There are many potential diseases that chickens can get. Some of the more common ones include:
- Infectious Bronchitis – This is a viral respiratory disease that can be deadly in young chickens. Symptoms include coughing, sneezing, and a runny nose.
- Fowl Pox – This is a viral disease that primarily affects the skin and feathers of chickens. It can lead to scabby lesions on the skin and loss of feathers.
- Newcastle Disease -This is a highly contagious and often fatal virus that affects chickens’ respiratory, nervous, and digestive systems. Symptoms include sneezing, gasping for breath, paralysis, and death.
- Red Mites – Red mites are tiny blood-sucking parasites that can infest chickens and their housing, leading to anaemia and even death.
- Fly Strike – Fly strike is another potential issue, which occurs when flies lay their eggs on the chickens, leading to maggots that can cause serious damage or even kill the chicken.
- Bird Flu – The H5N1 strain of bird flu is a highly contagious virus that can kill chickens in as little as 48 hours. It can also be passed on to humans, and there have been several cases of people who handled infected birds contracting the disease.
Keep an eye out for these issues and others, and consult a veterinarian if you think your chicken may be sick.
The Cost Of Time
Chickens are low-maintenance pets and make great additions to any backyard.
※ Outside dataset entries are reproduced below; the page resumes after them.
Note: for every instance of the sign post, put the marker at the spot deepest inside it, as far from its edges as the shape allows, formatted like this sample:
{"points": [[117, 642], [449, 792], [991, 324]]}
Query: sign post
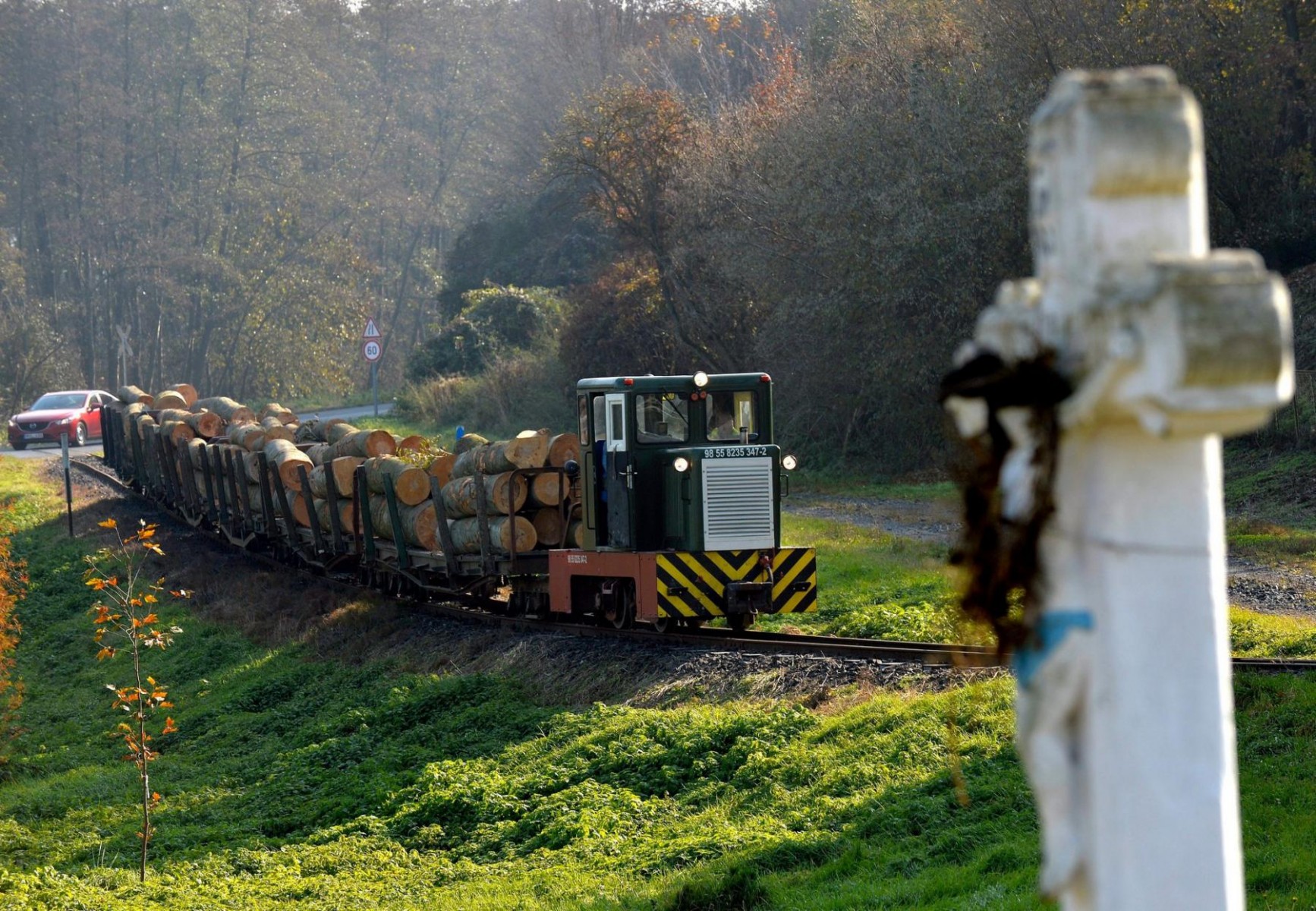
{"points": [[69, 481], [1124, 701], [125, 351], [371, 349]]}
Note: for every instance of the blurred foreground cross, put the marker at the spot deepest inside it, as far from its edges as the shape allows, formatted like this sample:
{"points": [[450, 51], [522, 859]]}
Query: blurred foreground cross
{"points": [[1126, 708]]}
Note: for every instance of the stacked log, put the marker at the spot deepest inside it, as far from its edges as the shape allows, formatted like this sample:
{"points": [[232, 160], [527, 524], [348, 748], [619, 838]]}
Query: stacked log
{"points": [[411, 485], [420, 523], [564, 448], [186, 390], [207, 424], [249, 436], [348, 440], [168, 399], [285, 459], [504, 532], [275, 410], [227, 408], [277, 430], [132, 394], [504, 494], [528, 503], [524, 452]]}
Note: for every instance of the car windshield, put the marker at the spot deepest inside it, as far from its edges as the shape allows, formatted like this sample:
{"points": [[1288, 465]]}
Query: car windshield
{"points": [[58, 401]]}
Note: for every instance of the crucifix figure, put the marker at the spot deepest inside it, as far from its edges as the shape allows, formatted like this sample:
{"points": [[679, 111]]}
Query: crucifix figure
{"points": [[1162, 345]]}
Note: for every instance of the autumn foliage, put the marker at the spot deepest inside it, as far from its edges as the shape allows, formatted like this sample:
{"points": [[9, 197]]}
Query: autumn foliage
{"points": [[12, 585], [127, 624]]}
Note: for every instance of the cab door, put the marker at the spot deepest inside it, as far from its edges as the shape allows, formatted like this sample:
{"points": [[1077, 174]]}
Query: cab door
{"points": [[619, 474], [93, 419]]}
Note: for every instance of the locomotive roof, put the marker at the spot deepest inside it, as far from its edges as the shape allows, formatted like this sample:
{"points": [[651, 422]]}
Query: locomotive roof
{"points": [[670, 383]]}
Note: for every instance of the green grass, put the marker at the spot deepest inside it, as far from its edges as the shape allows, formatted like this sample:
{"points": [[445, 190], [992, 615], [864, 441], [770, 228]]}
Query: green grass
{"points": [[831, 484], [1255, 635], [301, 783], [874, 584]]}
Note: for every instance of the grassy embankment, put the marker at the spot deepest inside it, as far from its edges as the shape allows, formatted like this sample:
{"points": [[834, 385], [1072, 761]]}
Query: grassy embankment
{"points": [[321, 785]]}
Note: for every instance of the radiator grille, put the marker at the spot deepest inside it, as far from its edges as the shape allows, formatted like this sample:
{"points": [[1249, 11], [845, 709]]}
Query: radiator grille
{"points": [[738, 503]]}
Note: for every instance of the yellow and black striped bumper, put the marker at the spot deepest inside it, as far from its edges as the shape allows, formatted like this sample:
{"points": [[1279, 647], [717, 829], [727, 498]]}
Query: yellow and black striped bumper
{"points": [[694, 585]]}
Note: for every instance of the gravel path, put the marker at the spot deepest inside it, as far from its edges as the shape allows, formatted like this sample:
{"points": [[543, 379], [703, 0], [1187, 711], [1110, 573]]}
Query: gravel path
{"points": [[924, 520]]}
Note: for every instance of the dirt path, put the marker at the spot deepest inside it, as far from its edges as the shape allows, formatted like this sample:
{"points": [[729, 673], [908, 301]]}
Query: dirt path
{"points": [[1287, 590], [923, 520]]}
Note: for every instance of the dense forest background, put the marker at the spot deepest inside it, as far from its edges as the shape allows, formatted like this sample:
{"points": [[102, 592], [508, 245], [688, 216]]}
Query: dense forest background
{"points": [[528, 191]]}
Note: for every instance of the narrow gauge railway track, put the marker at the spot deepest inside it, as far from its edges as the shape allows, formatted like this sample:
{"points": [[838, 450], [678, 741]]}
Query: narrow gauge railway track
{"points": [[494, 613]]}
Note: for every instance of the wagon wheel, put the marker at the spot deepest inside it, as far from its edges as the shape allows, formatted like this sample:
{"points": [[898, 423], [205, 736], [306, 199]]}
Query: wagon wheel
{"points": [[622, 613]]}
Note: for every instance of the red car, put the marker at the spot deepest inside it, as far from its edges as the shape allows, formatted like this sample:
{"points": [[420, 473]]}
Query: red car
{"points": [[75, 412]]}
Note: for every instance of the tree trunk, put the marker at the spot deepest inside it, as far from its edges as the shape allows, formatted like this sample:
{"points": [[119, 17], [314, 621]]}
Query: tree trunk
{"points": [[346, 514], [502, 494], [168, 399], [344, 470], [275, 410], [249, 436], [562, 448], [549, 527], [527, 452], [227, 408], [412, 444], [411, 485], [466, 534], [186, 390], [548, 489], [469, 441], [277, 430], [364, 444], [286, 459], [441, 468], [178, 430], [420, 523], [131, 394]]}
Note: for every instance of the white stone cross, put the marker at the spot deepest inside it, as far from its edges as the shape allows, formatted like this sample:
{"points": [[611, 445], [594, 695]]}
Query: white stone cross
{"points": [[1126, 708]]}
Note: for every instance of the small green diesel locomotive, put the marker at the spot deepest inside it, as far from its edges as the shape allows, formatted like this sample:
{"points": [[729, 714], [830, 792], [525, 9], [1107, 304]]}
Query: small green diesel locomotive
{"points": [[681, 486]]}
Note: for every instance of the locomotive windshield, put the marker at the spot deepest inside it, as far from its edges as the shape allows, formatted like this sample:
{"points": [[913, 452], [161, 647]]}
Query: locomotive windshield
{"points": [[663, 418], [729, 414]]}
They require very little space and can be kept in a small coop or pen. They also don’t require much time or effort to take care of, making them the perfect pet for busy families.
The time you’ll need to spend with your chickens will depend on how much time they get out of their pen.
If you’re able to let them roam freely during the day, you’ll likely only need to clean their coop and provide food and water.
How Long Do Chickens Live?
The average lifespan of a backyard chicken is 8-10 years. However, this can vary depending on the breed and the individual chicken’s health. Raising chickens that are well-cared for and have access to plenty of food and water typically live longer than those that do not.
Additionally, chickens that are exposed to predators or disease are more likely to have a shorter lifespan.
Be aware that most chickens pass their peak laying time after 2 years and by 8 years old you’re likely to be getting around one egg a week rather than one a day.
Chickens will also only lay eggs when there is enough sunlight, which means that in the winter you may not get as many eggs per day and may need to look into preserving your eggs.
You can add artificial light into your coop to keep your chickens laying throughout winter, but it’s debatable as to whether this is ethical or not.